Last week, Don introduced a three-part approach to breaking down graphics performance in Gaming Shoot-Out: 18 CPUs And APUs Under $200, Benchmarked. The first component involves average frame rate, so our old analysis is covered. Second, we have frame rate over time, plotted as a line graph. This shows you how high and low the frame rate goes during our benchmark run. It also illustrates how long a given configuration spends in comfortable (or unplayable) territory. The third chart measures the lag between consecutive frames.
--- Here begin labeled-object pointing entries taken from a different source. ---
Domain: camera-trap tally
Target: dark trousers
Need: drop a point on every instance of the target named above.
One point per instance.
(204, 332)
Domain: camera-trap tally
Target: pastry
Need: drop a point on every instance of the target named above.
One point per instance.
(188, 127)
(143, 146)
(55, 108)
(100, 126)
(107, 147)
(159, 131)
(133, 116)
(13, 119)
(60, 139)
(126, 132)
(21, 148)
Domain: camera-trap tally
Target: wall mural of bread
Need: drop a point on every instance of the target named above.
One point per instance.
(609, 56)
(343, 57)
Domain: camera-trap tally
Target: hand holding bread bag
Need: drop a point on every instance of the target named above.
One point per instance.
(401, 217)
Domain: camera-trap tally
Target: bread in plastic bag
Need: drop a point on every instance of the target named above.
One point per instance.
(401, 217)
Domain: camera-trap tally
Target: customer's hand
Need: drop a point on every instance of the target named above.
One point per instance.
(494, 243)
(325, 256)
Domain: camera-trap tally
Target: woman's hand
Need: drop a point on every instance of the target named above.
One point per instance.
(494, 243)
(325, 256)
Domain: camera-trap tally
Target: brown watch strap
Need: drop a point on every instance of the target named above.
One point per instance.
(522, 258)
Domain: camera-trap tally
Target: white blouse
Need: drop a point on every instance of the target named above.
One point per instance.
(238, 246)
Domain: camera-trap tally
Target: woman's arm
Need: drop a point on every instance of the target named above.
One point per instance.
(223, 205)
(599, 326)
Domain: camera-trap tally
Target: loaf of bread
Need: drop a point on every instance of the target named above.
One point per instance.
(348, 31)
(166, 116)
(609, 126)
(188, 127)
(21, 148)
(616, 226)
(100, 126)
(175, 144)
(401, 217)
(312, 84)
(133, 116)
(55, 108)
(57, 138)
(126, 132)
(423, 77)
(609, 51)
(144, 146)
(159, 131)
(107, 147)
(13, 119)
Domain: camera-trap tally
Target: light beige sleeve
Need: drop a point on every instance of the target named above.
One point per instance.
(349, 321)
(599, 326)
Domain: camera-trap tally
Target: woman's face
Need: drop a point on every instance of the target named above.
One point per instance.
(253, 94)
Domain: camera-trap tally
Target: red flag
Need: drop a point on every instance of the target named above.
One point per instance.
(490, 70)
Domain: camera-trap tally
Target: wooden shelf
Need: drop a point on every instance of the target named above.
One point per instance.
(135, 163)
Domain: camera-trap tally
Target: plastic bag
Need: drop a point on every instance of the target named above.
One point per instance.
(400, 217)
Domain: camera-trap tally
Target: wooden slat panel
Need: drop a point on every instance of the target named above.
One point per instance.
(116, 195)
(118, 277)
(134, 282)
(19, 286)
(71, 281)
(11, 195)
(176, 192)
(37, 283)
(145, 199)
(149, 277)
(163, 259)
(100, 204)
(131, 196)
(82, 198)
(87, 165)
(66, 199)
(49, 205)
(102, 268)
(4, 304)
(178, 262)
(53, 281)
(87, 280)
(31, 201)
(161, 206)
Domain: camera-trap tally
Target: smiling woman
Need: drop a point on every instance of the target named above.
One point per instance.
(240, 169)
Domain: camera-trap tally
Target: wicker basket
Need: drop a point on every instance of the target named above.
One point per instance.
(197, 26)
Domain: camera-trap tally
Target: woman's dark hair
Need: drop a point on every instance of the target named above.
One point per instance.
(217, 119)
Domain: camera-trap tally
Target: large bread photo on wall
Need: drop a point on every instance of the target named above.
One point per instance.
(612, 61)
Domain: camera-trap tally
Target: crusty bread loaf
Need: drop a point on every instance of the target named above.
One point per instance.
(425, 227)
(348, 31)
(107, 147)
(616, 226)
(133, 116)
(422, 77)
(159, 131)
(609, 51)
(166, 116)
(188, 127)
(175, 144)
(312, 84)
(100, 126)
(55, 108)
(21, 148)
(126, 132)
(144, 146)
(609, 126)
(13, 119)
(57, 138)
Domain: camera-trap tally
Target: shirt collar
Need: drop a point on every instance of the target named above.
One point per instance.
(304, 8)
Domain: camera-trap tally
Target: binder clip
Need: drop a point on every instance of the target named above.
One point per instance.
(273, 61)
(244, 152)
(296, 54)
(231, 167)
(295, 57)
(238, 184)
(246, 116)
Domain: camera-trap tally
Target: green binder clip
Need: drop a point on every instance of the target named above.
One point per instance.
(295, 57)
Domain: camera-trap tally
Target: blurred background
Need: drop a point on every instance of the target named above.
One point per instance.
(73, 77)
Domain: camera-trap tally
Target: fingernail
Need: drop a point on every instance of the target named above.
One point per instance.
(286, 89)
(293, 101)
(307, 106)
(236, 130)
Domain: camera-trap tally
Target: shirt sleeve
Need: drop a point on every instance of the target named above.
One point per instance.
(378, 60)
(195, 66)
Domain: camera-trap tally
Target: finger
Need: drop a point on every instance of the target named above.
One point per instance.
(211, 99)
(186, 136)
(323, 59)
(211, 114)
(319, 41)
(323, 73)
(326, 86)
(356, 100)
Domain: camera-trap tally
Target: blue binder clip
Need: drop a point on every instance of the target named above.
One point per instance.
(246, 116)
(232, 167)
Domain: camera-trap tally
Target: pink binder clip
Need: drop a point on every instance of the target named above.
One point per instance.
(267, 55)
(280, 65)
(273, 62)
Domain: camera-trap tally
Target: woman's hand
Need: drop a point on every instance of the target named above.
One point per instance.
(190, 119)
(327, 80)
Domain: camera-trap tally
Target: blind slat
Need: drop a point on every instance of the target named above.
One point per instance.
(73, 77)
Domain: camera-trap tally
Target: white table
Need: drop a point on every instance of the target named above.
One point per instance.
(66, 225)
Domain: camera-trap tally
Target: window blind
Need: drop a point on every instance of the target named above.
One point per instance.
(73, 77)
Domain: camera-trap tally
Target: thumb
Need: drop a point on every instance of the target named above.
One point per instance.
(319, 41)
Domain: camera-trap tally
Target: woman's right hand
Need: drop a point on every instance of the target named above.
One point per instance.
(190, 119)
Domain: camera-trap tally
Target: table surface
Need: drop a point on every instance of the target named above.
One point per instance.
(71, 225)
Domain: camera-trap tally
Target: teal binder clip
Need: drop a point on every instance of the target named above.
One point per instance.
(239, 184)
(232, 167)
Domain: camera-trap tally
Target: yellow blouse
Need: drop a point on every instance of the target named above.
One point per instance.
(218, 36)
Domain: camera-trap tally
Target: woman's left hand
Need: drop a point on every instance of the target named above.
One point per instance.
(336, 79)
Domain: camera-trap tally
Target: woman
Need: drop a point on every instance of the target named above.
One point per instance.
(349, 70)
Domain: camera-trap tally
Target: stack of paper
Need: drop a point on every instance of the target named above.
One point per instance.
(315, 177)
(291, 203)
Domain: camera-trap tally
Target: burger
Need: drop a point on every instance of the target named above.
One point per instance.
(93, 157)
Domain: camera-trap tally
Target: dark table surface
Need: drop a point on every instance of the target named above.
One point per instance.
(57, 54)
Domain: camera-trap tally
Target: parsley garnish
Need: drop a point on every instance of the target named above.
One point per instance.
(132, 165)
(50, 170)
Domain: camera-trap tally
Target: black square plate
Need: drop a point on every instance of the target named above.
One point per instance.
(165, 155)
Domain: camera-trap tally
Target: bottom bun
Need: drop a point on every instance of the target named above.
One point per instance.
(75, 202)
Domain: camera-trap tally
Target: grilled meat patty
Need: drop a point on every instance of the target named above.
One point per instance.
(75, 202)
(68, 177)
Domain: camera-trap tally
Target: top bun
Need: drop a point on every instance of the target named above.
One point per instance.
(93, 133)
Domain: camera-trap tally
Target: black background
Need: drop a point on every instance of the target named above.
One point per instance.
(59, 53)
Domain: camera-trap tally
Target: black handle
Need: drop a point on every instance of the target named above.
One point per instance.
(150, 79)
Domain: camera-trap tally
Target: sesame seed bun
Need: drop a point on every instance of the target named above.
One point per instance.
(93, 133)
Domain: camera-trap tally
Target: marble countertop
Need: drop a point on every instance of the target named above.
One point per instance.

When this number is high, even if your average frame rate is solid, you’re more likely to “feel” jittery gameplay. So, we’re calculating the average time difference, the 75th percentile (the longest lag between consecutive frames 75 percent of the time), and the 95th percentile.

All three charts complement each other, conveying the number of frames each card is able to output each second, and how consistently those frames show up. The good news is that we think this combination of data tells a compelling story. Unfortunately, instead of one chart for every resolution we test in a game, we now have three charts per resolution per game, which is a lot to wade through. As we move through today’s story, we’ll do our best to explain what all of the information means.